The story takes us to the peaks and through the valleys of Owen's creative journey as he experiences the influence of his surroundings. In one instance, the negative aura of Hovenden's presence causes Warland to fumble while working on his delicate mechanism, thus undoing months of labor. Owen, however, refreshes his spirit by wandering through the woods, watching water bugs and chasing butterflies. Finally, after many cycles of success and failure the "artist of the beautiful" achieves his goal through the invention of a wonderful mechanical butterfly imbued with life force. Owen has the opportunity to demonstrate his creation to Danforth, Annie, their young child, and even the skeptical Peter Hovenden. As the triumphant artist opens a small, finely fashioned box, a beautiful winged creature flies forth and lights upon the fingers of a dazzled audience. After the magical, mechanical insect flits about for a while, the child reaches out to clutch the butterfly and unintentionally crushes the delicate machinery into a small handful of glittering bits.
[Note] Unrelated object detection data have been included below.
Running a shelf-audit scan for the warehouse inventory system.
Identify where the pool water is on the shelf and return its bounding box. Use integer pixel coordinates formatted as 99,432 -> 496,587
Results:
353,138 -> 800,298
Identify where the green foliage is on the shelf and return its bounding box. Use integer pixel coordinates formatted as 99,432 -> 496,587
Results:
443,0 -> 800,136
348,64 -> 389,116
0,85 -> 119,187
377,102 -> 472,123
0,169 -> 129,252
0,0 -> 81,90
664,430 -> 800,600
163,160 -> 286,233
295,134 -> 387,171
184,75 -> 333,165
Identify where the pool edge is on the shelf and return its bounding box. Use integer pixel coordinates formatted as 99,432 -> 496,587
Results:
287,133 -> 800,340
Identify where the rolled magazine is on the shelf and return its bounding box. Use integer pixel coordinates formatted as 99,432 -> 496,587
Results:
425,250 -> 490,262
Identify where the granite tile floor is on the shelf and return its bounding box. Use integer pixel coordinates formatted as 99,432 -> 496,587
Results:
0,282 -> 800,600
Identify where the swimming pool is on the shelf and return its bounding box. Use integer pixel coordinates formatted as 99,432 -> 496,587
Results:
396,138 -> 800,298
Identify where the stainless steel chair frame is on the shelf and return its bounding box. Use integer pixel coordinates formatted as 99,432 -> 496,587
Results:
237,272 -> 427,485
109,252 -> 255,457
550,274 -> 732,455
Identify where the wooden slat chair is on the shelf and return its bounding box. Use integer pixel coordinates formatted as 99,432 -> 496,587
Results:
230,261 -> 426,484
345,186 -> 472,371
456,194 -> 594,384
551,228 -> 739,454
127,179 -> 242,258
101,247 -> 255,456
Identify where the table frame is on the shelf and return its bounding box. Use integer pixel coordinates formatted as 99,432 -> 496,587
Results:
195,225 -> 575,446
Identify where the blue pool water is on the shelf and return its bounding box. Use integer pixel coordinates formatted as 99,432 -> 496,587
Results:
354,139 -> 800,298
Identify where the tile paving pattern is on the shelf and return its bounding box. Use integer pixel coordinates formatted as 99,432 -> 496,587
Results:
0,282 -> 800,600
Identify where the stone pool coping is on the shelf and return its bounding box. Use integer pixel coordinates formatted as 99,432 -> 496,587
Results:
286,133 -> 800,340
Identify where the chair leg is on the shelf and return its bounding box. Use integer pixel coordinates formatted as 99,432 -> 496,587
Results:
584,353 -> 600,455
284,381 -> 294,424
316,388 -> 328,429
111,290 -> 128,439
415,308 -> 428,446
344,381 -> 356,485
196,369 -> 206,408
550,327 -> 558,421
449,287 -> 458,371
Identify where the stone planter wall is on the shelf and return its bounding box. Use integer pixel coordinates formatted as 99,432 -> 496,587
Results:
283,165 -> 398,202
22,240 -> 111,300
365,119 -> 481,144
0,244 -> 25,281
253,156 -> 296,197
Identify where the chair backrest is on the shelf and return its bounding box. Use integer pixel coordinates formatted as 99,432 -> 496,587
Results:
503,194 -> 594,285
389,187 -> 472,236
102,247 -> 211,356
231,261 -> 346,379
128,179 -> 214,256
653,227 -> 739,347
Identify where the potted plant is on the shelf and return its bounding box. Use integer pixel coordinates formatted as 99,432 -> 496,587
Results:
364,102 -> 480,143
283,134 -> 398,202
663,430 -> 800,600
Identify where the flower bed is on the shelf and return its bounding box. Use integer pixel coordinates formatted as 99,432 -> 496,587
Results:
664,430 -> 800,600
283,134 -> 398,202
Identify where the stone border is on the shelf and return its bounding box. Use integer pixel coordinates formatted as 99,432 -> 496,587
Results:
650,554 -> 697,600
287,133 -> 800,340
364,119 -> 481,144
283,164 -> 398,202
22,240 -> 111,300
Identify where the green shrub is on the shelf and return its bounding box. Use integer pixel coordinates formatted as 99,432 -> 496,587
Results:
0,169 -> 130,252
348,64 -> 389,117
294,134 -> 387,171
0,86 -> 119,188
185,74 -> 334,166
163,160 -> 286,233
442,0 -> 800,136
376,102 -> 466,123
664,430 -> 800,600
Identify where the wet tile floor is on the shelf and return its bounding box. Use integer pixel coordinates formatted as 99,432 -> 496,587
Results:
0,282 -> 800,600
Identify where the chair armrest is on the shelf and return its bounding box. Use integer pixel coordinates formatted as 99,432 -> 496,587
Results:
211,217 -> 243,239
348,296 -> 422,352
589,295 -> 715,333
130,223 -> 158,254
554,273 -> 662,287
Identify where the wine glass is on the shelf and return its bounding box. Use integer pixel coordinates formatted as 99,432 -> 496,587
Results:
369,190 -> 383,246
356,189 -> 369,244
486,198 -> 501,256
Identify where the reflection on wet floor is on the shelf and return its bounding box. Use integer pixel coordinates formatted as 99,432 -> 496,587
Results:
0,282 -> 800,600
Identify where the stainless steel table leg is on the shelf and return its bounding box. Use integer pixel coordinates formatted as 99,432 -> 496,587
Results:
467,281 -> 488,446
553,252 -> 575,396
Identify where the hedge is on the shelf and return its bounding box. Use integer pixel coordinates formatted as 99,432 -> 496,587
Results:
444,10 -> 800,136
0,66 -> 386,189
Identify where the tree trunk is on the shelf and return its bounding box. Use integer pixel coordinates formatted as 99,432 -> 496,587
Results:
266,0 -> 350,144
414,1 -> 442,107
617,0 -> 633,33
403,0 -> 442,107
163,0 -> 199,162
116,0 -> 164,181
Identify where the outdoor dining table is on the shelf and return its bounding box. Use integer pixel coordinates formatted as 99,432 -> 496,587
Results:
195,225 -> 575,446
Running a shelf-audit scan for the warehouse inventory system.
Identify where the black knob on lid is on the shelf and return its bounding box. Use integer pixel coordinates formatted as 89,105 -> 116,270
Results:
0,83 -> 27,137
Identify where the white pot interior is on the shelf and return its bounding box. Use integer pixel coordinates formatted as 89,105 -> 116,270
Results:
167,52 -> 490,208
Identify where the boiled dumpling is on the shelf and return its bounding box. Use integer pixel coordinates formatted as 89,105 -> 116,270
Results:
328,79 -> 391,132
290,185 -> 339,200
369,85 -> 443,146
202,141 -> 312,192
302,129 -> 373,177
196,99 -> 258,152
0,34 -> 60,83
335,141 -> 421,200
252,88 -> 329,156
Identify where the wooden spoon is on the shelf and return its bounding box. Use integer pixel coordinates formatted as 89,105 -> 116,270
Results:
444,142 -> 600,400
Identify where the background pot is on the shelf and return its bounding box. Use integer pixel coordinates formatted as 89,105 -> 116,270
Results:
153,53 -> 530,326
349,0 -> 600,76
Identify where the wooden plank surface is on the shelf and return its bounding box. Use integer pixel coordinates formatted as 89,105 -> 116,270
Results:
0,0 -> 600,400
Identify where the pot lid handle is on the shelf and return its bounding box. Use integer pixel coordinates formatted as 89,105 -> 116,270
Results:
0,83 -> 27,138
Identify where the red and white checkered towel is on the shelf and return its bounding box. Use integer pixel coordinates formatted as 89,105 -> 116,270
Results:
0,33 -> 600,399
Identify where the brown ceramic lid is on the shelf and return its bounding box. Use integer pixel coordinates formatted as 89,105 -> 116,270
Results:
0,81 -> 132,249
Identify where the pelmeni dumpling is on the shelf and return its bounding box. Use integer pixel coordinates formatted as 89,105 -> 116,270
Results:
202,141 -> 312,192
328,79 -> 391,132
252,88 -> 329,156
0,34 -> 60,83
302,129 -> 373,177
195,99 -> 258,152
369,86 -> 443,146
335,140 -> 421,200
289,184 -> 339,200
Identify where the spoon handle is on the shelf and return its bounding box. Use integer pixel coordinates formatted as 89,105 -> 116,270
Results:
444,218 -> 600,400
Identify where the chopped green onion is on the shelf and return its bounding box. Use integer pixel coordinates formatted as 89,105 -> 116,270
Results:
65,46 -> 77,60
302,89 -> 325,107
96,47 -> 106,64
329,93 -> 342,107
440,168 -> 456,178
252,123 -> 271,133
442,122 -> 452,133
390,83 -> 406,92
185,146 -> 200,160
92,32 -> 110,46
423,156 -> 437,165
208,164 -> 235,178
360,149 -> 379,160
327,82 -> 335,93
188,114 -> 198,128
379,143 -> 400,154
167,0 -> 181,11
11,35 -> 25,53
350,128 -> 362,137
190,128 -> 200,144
Rather than being crushed himself over the apparent ruin of a lifetime's labor, Owen Warland calmly realizes that the true value of his work lies in the accomplishment of his goal. In Hawthorne's words, "when the artist rose high enough to achieve the beautiful, the symbol by which he made it perceptible to mortal senses became of little value in his eyes while his spirit possessed itself in the enjoyment of the reality."
This little story struck a deep resonance in my being. Warland's conflict epitomizes the romantic concept of the artist struggling against the currents of misunderstanding, rejection, and simply, an apathetic world. From the beginning I could identify with Warland's situation as I have firsthand experience of the tension of machine versus spirit. I make my living as a mechanical engineer. My day-to-day world is populated by numbers, formulae, hardware, software, glowing CRT's, and the
not-so-glowing faces of the "Peter Hovendens" of the engineering business. Of course, I realize this is the real world and physical needs must be met. But there is more to the essential than the practical. There is another type of food for which I deeply hunger: food for the spirit. My own spiritual diet
includes worship, reading and a pursuit of the arts---particularly the visual arts. Inside of me there is an urge---a passion to create and give expression to my feelings, to somehow manipulate visual elements into the shape of my thoughts. There is also with this passion a vague sense of urgency. I felt this same urgency in Owen Warland's struggle to attain the "beautiful." At one point in the story Warland wonders if he will live long enough to realize his dream. Likewise, the sands of time slip through my own fingers.
In addition, Hawthorne's content is beautifully clothed in rich language and finely crafted phrasing. His story is a perfect example of form fitting content. The antiquated language, the timeless atmosphere and setting all are in harmony with the theme. Whenever I see and feel such a unity of form and content in a work of art, it truly inspires me. And in reading this particular tale of Hawthorne, I captured a glimpse of the attainment of spiritual insight. Through some vicarious magic Owen Warland's struggles became my struggles, and his success became my success. Indeed, Hawthorne's celebration of the creative spirit became my own.